Saturday, September 6, 2008
Tuesday, August 19, 2008
I think I just felt a thought.
I actually have a quote today! "Words make you think a thought. Music makes you feel a feeling. A song makes you feel a thought."-E. Y. Harburg. I really like this quote...especially because it makes sense to me. Because when I'm writing a song...i feel something. it's like a thought and it makes me feel....happy. And when I'm playing in band, I feel so....free. When I'm singing in choir, I don't think I'm the same person anymore. When I'm making music, I feel a thought. It's amazing.
Friday, August 8, 2008
Change the World
I don't know about you, but I'm sick and tired of sitting around waiting for someone to do something to help the world.
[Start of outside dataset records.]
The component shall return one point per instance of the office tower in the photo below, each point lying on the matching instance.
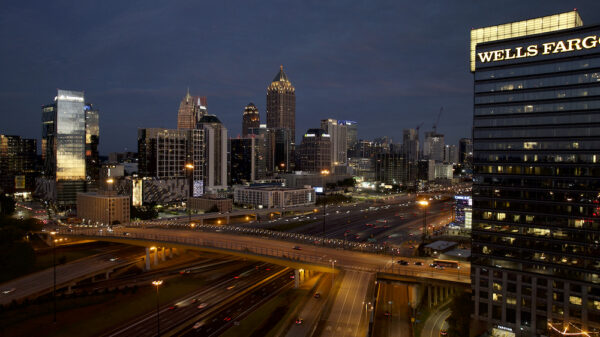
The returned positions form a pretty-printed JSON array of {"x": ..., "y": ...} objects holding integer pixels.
[
  {"x": 433, "y": 146},
  {"x": 250, "y": 119},
  {"x": 281, "y": 104},
  {"x": 191, "y": 109},
  {"x": 465, "y": 151},
  {"x": 17, "y": 164},
  {"x": 278, "y": 148},
  {"x": 163, "y": 154},
  {"x": 535, "y": 267},
  {"x": 338, "y": 135},
  {"x": 314, "y": 153},
  {"x": 351, "y": 132},
  {"x": 63, "y": 146},
  {"x": 410, "y": 152},
  {"x": 92, "y": 139},
  {"x": 215, "y": 135},
  {"x": 450, "y": 154},
  {"x": 390, "y": 168},
  {"x": 248, "y": 159}
]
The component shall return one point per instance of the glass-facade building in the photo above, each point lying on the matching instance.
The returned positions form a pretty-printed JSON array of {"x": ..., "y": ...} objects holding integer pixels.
[
  {"x": 63, "y": 145},
  {"x": 536, "y": 184}
]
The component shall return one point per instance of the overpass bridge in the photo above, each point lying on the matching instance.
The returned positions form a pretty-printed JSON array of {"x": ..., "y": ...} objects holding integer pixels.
[{"x": 310, "y": 256}]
I know that I'm blogging about it instead of living it, but I have an idea. I know that I need to write Titleless...I don't have a choice. But maybe LIVING titleless would be better. You know, try to avoid being labled by the world around me. But the sad thing, is that I don't want that. But maybe, I could try to do SOMETHING to change the world for the better...and I better get an idea soon. All I can say is that if I don't do something soon, I will go insane.
Wednesday, August 6, 2008
Real?
Okay, this may sound really weird to lot's of people, but I don't feel "real" right now. I feel a little invisable right now and I also feel kinda numb. My brain hasn't been over-thinking life lately, so that could have something to do with it. It's just that, I don't know what "real" means. I mean, different people define different words differently. I mean, I know that technicly speaking, I am a real person. I'm a breathing, living, 14 year old girl. But is it possible to be a "fake" person? Because if there is no such thing as a "fake" person, then aren't we all "real" by default? Whatever...I'll just pretend I didn't start thinking about this crap...
Monday, August 4, 2008
Friday, August 1, 2008
Thursday, July 31, 2008
I'm BACK!!!
Yay, I'm back from the cottage!!! I'm sunburned and I think I may have screwed up my life even more, BUT I'M BACK!!! This weekend I'm going back to my cottage (please don't kill me) so I wont be around then...I don't exactly have anything to say other than that the square root of 97 969 is 313....fun....I think that was right anyways. Wait a second, I shouldn't be talking about square roots....uhhhhhh....this is harder than I thought.